The Manchester team is headed by Professors Andrew Loudon, David Ray and Kath Else, and they will work closely with colleagues in the Discovery Biology group at GSK. Inflammatory diseases of the lung are a major cause of mortality world-wide. In the case of COPD, the progression of this inflammatory disease is irreversible once commenced. In the UK 27,478 people died as a result of COPD in 2004. Other diseases with an inflammatory aspect include asthma, which is a predisposition to chronic inflammation of the lungs in which the airways are reversibly narrowed. This disease affects 7% of people in the US, 6.5% in the UK and 300 million people worldwide, and causes 4,000 deaths a year in the US.

In order to develop the drugs, the team will first study the mechanisms whereby the circadian clock controls the magnitude of the local inflammatory response; that is, the genes and pathways that connect the clock to the cells responsible for the immune response in the lungs. Professor Loudon, of the Faculty of Life Sciences, explains: "Many inflammatory diseases are highly rhythmic in presentation and often worse at night."

"We believe there is also a strong rhythmic control. It has long been speculated that asthma and other inflammatory conditions have an underlying clock mechanism controlling the severity of the disease. These clocks are all over the body, including in cells responsible for the immune response in the lung. In addition the way we metabolise drugs is highly rhythmic.

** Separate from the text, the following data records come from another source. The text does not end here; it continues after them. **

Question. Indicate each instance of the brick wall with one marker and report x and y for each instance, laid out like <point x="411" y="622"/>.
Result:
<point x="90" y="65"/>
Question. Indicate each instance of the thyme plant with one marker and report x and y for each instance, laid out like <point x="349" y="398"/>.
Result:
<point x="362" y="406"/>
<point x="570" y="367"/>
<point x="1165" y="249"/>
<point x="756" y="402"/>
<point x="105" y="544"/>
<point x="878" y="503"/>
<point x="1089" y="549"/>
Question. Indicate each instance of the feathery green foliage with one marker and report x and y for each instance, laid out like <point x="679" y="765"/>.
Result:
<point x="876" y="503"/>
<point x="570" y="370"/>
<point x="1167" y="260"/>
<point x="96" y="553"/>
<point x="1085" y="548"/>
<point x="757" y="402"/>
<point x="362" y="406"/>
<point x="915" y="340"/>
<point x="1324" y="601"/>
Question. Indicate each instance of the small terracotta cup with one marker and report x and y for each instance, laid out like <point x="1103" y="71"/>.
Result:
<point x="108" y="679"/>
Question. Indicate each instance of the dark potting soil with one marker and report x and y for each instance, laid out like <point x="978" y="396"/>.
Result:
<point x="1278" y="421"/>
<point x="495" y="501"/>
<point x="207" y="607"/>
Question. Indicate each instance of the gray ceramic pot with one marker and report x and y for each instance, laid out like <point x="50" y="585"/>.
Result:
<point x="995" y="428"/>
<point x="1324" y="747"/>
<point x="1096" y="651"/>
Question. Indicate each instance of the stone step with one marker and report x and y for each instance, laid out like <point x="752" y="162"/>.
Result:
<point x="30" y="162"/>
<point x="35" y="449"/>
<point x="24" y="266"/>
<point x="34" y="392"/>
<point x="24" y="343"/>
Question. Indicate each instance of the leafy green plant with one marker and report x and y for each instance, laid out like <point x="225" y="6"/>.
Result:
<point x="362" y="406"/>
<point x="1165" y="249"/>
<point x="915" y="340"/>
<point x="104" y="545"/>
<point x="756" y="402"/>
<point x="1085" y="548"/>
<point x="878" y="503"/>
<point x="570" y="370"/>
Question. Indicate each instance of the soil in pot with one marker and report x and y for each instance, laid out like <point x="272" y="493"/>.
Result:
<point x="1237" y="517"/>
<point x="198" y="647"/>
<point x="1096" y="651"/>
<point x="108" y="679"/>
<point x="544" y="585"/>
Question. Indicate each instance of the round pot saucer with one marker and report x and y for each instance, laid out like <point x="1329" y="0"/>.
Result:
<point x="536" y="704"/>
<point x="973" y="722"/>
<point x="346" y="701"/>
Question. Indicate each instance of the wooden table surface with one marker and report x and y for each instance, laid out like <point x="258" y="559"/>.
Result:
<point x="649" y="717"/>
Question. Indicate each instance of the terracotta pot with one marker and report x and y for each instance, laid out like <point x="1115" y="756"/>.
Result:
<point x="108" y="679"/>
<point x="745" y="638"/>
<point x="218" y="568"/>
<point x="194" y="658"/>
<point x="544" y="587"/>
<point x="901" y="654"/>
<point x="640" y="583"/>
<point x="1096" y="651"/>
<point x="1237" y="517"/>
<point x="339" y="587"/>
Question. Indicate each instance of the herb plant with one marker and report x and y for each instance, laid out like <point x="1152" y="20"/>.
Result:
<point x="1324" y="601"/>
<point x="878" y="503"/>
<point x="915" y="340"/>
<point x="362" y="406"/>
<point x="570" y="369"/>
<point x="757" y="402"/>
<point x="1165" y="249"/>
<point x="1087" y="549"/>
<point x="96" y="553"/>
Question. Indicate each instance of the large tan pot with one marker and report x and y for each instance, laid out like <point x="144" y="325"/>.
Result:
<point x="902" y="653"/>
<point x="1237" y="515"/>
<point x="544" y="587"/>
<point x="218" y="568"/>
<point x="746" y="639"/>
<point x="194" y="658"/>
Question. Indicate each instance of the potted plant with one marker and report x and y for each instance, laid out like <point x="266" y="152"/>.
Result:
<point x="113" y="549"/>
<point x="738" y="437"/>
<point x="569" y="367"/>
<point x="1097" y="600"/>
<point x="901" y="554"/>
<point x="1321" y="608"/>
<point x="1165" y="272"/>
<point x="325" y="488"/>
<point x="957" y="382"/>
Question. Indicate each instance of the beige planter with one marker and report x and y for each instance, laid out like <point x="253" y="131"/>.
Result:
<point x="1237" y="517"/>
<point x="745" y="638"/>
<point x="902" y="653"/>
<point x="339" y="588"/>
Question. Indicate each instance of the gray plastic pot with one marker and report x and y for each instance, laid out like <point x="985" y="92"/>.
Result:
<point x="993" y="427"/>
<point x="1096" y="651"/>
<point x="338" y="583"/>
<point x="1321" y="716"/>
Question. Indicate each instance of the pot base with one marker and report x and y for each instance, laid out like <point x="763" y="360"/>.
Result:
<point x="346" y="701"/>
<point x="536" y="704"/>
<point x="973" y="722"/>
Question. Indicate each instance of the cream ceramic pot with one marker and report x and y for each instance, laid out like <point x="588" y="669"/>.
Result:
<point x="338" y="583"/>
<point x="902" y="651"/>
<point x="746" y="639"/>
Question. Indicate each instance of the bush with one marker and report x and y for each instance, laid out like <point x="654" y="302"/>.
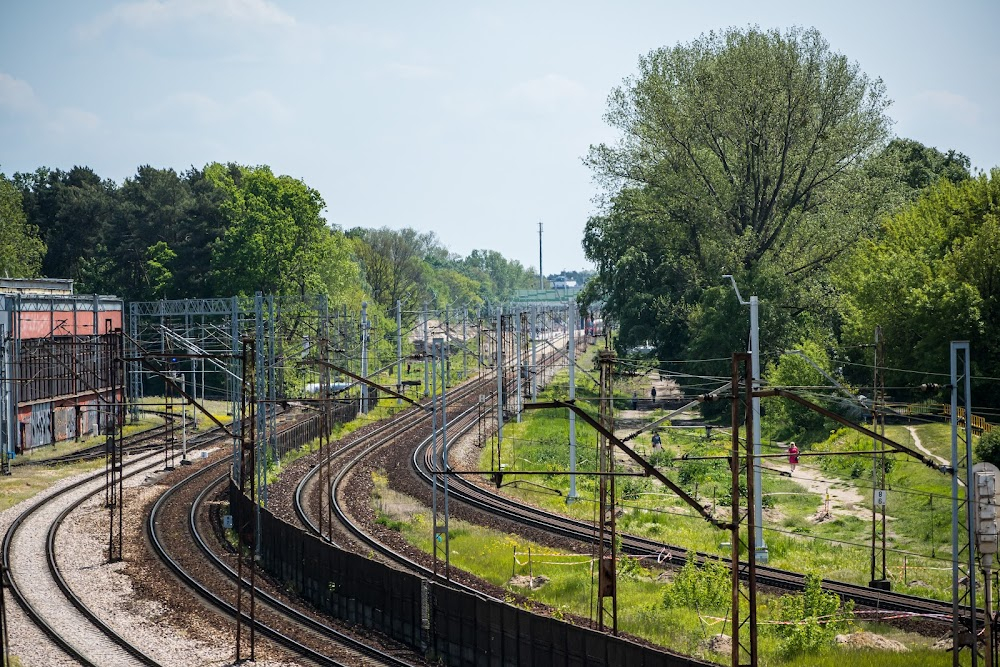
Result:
<point x="705" y="587"/>
<point x="988" y="447"/>
<point x="813" y="618"/>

"Our aim is to gain a sufficient understanding of this process so we can target key parts with specific new drugs. "We are working with GSK not only to develop new drugs to alleviate symptoms but also reveal optimal timing of therapy, known as chronotherapy. This is a new and exciting area of research. It is being taken very seriously in France, for example, where researchers have for some time been studying the importance of timing of chemotherapy in cancer."

He adds: "After a decade of research into the area you don't have to explain to anyone what the circadian clock is these days, which is a very good thing. But in the last three years we have gone further, developing very strong links between the basic science and its clinical application. "We have detailed insight into how the molecular cogs of the clock work, drive cells and physiology. We have been looking at it organ by organ, cell by cell, unraveling how the clock drives the biology of the organism. Many diseases are rhythmic, so it's no surprise that when the circadian rhythm is disrupted it is associated with altered physiology. "This study is just one at the beginning of an exciting new phase in circadian rhythm research."